I have always* said that life is not fair. Now I know that what I've been saying is true. I have been thinking of the basic unfairness of my life, and I feel petty doing so. I whine about things: "it's not fair that the woman who never wanted kids is going to take them away, at least part time, from the man for whom kids are his life"; "It's not fair that I have to go through this situation that I never wanted." The list could go on. And, yes I know it is not fair that a woman had to endure tremendous pressure feeling as if the man in her life wasn't there for her, etc.
So What?! People go through crap. Some people, I would venture most people, in this world go through much worse crap than I have to. I realize that thinking about the pain of others is cold comfort when you are hurting or feeling sorry for yourself, but in the bright light of the day I have to realize that while my pain is significant to me, it is nothing in the realm of possible pain. Yes, I have lost my wife. Yes, I am losing my home. Yes, I have lost my pride. Yes, I am losing some face time with my kids. No, these are not the worst pains in the world, only my world.
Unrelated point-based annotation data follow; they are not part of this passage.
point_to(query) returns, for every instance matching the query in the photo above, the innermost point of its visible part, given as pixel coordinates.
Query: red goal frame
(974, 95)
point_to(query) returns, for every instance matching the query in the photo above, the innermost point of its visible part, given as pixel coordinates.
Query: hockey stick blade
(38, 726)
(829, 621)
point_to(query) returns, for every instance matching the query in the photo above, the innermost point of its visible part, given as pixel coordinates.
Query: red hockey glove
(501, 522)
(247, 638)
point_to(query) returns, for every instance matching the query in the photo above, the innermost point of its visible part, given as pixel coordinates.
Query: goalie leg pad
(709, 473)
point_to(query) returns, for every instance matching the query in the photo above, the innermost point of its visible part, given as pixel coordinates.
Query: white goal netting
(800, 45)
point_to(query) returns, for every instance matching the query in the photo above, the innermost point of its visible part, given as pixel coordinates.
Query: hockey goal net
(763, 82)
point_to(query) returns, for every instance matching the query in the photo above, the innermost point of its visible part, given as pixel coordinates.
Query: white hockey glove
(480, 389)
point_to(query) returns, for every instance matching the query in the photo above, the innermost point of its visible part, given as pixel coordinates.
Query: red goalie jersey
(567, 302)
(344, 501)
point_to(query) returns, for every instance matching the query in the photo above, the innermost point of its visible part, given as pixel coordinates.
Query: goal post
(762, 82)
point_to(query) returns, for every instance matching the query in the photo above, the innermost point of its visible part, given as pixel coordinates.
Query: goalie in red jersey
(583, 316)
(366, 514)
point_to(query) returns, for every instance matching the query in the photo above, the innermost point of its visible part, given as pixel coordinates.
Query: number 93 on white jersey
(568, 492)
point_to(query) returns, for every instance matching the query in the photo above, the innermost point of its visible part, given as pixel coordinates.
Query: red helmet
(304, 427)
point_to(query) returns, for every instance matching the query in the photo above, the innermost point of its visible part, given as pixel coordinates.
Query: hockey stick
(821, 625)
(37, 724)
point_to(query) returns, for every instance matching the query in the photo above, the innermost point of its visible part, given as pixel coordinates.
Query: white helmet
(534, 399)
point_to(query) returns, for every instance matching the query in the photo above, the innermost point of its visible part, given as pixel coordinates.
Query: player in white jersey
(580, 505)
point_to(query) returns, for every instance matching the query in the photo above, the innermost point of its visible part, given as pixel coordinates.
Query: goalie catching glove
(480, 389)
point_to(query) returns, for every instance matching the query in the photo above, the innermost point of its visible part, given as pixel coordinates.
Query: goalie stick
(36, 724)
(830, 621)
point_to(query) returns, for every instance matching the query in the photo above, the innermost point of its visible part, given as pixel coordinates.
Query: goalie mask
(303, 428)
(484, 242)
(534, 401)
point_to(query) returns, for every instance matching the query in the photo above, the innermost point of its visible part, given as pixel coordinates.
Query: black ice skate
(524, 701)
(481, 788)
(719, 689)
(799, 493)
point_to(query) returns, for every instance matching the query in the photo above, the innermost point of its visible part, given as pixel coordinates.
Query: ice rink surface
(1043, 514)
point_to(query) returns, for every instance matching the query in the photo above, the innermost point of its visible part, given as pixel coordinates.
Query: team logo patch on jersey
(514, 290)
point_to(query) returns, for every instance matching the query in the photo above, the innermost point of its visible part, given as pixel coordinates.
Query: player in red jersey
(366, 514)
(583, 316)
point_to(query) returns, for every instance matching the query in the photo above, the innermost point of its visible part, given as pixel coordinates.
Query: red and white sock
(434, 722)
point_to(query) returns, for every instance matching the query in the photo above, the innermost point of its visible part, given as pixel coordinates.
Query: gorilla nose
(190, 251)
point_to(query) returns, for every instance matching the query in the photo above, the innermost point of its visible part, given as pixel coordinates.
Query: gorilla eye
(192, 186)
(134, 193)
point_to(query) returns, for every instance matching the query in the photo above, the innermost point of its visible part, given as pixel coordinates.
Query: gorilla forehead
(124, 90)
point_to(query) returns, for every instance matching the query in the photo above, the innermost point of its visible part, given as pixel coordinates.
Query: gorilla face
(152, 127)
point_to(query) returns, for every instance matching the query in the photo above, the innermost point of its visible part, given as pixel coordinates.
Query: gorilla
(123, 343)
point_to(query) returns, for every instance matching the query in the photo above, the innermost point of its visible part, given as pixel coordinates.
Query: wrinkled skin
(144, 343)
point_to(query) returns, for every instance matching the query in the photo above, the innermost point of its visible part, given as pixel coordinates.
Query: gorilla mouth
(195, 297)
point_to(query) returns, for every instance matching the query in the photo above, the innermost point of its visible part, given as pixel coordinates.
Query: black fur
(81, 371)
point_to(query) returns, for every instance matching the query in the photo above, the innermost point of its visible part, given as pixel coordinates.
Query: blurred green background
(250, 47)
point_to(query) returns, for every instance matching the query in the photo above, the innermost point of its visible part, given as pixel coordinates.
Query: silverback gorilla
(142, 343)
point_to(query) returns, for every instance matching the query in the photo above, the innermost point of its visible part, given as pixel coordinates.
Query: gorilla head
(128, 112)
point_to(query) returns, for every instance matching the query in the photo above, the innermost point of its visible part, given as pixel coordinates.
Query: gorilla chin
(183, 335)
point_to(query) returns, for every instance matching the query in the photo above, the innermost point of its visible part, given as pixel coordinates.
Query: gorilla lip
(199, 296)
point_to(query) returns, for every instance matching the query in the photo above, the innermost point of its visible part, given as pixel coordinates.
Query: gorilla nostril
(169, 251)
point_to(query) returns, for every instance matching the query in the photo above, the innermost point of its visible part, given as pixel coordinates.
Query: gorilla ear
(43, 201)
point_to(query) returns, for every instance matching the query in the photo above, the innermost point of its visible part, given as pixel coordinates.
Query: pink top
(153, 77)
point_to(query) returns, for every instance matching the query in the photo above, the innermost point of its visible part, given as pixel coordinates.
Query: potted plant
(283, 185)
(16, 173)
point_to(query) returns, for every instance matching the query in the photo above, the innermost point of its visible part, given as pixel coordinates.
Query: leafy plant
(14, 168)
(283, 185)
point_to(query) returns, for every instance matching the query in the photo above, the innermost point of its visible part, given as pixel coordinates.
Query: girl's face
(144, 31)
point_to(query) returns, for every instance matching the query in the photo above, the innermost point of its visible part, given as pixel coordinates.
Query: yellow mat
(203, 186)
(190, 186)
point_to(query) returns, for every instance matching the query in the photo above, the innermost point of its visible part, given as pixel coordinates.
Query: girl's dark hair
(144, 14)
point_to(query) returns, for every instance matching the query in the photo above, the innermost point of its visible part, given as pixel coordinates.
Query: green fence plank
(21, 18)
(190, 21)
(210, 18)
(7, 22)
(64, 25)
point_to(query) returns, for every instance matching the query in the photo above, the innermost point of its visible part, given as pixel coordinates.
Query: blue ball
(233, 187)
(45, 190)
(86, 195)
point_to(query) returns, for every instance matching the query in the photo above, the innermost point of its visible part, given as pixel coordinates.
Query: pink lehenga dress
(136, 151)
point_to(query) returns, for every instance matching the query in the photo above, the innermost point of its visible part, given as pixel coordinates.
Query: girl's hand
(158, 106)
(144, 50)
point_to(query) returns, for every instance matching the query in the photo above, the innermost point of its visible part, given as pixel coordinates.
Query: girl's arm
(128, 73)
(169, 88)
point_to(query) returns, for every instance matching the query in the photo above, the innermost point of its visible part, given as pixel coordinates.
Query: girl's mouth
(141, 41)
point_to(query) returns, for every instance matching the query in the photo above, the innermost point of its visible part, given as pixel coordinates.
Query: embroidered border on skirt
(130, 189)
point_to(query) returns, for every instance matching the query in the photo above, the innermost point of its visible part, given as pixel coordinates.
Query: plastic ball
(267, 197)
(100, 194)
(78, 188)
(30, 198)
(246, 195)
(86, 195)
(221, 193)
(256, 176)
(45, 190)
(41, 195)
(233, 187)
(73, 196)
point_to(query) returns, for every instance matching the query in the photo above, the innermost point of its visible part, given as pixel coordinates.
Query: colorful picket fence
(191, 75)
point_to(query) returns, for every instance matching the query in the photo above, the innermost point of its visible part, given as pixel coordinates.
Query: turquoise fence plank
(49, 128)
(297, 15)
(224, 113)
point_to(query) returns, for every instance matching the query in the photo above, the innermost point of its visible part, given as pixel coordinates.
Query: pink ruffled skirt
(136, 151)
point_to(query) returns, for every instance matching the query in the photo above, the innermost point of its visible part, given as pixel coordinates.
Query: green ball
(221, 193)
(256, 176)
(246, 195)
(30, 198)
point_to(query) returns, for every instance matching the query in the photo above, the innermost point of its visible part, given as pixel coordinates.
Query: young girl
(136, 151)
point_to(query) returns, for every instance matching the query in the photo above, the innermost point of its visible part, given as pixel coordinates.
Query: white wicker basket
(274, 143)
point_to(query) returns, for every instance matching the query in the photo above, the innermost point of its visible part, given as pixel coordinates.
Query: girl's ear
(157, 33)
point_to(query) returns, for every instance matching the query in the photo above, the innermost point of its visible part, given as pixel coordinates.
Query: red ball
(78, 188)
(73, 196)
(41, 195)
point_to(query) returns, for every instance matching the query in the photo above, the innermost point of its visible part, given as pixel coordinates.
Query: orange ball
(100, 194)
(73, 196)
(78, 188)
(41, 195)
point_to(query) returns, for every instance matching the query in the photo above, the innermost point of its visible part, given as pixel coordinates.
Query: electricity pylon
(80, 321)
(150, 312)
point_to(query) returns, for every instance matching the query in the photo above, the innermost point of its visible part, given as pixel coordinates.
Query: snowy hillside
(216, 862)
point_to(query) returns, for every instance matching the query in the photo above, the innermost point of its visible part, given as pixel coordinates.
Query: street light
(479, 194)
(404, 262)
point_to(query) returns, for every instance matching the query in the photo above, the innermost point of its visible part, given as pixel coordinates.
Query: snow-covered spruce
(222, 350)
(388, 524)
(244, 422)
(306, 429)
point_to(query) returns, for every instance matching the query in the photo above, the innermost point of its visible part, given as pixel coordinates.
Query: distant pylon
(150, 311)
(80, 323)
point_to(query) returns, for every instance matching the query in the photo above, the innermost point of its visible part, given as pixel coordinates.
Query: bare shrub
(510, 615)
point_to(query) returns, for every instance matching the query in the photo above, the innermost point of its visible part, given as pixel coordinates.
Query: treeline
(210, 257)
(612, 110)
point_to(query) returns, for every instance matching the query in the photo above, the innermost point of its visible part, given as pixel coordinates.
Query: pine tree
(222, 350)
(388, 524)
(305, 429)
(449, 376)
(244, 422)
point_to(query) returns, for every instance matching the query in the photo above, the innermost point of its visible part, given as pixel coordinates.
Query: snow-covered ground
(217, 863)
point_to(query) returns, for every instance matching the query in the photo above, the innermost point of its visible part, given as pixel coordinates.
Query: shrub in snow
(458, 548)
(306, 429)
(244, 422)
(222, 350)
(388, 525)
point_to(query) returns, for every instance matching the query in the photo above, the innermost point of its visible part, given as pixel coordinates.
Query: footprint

I have to reach up and move beyond my pain. I have to understand that pain is a part of life and stop railing against it; that I should better spend my time learning to adjust, accommodate, and grow despite and because of the pain. I will fall, and I will fail, the ache in my heart will continue, but as long as I inch forward I can be OK. Now, If only I could get my heart to see what my head sees...
* Obviously not always, but rather a long time. I guess it is just easier to say "always" instead of saying "for a really long, but unspecified length of time."